Turns out the rear hubs on both are regular freewheels, and I suspect they are not the original cassettes, either, as neither one even has much in the way of the little shifting-helper-ridges and contours on any of the sprockets--they're pretty much flat on the Trek, and just have the twisted tips on the Schwinn.

The rear hub of the Schwinn:

The hubs/rims on the Schwinn could be original, they appear to be at least decent quality ones and both match. Spokes seem a lot better steel than the Trek, as they don't just bend (even the loose ones) with finger pressure. There is a spot on the rear rim that is dented/bowed out a little from what was probably running over a rock (there's no matching one on the other side, so not likely a pothole or curb jump). They're even reasonably true.

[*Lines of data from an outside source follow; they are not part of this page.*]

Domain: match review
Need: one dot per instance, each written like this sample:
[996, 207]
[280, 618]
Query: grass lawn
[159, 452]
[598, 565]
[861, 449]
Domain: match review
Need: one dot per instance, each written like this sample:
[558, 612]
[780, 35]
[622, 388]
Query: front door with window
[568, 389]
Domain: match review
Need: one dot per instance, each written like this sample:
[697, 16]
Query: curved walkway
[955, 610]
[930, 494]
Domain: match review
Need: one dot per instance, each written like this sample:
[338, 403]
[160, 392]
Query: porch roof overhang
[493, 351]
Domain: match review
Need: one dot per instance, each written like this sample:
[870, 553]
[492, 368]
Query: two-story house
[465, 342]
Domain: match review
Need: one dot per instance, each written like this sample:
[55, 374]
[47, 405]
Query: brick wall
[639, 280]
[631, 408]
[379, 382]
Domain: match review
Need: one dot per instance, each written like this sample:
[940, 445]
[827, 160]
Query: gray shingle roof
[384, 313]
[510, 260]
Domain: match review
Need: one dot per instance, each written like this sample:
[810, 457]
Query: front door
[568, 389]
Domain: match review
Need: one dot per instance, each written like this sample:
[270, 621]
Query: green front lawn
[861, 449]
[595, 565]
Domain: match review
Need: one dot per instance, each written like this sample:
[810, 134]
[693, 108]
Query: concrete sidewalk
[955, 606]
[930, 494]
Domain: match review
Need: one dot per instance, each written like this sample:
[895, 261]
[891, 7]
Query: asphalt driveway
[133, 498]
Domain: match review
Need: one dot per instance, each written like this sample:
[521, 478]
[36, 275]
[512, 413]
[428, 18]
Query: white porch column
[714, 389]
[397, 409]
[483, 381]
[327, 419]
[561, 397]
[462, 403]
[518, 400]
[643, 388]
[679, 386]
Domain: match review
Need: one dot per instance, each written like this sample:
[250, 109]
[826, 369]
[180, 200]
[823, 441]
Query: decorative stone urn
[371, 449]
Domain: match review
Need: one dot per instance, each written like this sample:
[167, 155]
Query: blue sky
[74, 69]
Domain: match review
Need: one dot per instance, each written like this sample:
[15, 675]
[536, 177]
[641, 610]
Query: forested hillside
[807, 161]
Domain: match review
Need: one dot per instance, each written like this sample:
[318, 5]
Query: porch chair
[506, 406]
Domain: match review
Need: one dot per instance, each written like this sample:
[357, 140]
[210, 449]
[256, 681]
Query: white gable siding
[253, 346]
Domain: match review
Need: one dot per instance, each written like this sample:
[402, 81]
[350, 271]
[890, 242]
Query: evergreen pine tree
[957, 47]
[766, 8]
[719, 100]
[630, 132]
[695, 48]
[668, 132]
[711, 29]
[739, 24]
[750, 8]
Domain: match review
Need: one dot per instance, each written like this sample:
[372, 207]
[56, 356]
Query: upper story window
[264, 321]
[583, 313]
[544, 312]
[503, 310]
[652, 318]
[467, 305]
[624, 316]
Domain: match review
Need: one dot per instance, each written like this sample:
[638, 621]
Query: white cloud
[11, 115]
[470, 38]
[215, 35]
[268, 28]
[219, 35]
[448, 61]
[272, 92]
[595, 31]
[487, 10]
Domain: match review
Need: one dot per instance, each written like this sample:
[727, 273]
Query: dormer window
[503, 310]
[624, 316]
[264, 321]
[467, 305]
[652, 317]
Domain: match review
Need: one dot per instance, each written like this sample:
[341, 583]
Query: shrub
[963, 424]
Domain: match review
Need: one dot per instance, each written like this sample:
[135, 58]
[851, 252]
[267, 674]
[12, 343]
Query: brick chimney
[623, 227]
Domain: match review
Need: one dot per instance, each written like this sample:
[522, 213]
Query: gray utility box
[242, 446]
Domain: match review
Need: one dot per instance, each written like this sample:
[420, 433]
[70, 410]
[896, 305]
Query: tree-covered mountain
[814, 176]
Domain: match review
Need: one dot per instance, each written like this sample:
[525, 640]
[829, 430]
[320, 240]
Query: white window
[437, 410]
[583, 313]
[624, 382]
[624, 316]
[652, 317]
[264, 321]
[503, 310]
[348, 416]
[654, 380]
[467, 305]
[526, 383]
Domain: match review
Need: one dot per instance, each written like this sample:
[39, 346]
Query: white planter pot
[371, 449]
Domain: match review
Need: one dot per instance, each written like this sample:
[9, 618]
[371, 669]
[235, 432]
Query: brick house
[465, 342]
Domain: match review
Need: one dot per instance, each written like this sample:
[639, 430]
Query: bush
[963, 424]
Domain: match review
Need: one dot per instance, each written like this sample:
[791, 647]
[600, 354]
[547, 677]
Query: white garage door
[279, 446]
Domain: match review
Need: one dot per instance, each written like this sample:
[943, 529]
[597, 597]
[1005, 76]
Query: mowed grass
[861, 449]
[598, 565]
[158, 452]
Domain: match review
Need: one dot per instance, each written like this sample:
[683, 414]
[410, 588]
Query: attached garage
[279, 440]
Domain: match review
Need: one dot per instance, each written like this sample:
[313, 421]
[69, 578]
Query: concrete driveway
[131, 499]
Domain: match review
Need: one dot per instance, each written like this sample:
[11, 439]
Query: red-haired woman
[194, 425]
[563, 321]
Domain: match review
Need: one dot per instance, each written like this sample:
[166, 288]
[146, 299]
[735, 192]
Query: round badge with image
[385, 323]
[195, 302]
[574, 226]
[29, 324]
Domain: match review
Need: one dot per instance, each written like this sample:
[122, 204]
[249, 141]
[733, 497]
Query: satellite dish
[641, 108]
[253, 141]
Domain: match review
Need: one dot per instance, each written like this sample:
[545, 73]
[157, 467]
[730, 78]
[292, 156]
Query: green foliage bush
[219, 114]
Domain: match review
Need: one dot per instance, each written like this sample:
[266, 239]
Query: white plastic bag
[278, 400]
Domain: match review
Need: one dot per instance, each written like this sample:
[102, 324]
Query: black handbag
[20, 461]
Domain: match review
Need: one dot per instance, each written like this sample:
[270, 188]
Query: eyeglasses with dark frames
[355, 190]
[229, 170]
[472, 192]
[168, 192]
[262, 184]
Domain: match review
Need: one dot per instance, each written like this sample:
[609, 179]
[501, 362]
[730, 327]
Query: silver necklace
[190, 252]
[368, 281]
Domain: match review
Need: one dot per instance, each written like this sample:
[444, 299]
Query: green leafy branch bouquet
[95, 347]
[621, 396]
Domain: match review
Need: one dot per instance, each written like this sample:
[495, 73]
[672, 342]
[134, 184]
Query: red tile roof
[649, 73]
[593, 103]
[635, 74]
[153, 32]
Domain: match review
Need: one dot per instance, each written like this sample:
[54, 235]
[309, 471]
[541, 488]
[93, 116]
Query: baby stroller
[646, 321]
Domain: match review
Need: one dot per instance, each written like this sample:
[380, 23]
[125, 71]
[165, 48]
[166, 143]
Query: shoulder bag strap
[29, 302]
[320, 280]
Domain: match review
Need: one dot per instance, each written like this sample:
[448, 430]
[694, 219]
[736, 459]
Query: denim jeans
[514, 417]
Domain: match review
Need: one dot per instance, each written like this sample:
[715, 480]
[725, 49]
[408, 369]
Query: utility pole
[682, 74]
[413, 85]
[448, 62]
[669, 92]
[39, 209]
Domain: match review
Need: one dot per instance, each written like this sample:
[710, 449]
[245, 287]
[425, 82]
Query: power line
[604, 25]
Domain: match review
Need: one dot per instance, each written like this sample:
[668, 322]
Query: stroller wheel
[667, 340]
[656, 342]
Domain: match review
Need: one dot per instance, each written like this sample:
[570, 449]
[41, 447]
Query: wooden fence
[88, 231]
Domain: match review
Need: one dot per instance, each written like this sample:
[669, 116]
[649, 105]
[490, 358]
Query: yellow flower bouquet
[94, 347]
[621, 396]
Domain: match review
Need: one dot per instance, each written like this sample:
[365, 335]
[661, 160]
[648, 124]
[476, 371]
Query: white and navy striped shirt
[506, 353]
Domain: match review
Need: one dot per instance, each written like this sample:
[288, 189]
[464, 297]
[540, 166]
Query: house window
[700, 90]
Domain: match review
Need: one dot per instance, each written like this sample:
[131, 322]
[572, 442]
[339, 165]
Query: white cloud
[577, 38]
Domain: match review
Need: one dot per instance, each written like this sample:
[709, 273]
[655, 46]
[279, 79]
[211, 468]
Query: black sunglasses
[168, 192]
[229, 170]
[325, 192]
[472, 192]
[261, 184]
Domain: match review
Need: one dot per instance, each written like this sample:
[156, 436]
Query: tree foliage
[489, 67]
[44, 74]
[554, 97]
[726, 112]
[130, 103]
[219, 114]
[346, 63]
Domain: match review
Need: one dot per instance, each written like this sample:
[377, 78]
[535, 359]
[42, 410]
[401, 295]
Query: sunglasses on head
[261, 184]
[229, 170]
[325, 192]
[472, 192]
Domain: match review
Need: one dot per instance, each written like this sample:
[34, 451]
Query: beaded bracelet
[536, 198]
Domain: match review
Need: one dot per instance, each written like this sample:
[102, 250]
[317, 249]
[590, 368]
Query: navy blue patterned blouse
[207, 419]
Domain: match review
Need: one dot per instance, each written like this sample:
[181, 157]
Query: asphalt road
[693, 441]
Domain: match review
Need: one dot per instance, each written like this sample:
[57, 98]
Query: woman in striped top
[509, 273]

I'm pretty sure they're not the original rims on the Trek, as the rear is a VERY cheap steel rim that has a horrible welded seam, with cheap steel spokes on it. The front wheel isn't that much better but is at least intact. Neither is true at all.

The Trek is really a mishmash of different bikes, and some of them were very badly put together, including it's rear hub. I thought maybe it was just loose, and jokingly thought it might be missing the bearings, as it was so wobbly. Actually it was missing the cone nut, and a regular washer had been put against the bearings, with NO LUBRICATION AT ALL, with a single spacer-style nut tightly up against it. Regular nuts just threaded there as spacers up to the dropouts, but not threaded up to the washer very hard. This was the result:

Yes, that is a flat-sided bearing, and it's not the only one.

All the bearings are actually stuck to the race so hard I can't pry them out; I suspect they're partly welded in place by friction heating. It even looks like the bearing cup itself is separated from the hub's outer edge, and pushed into the wheel some.

This is all on the drive side, so the stress broke the spoke you see above, and damaged others.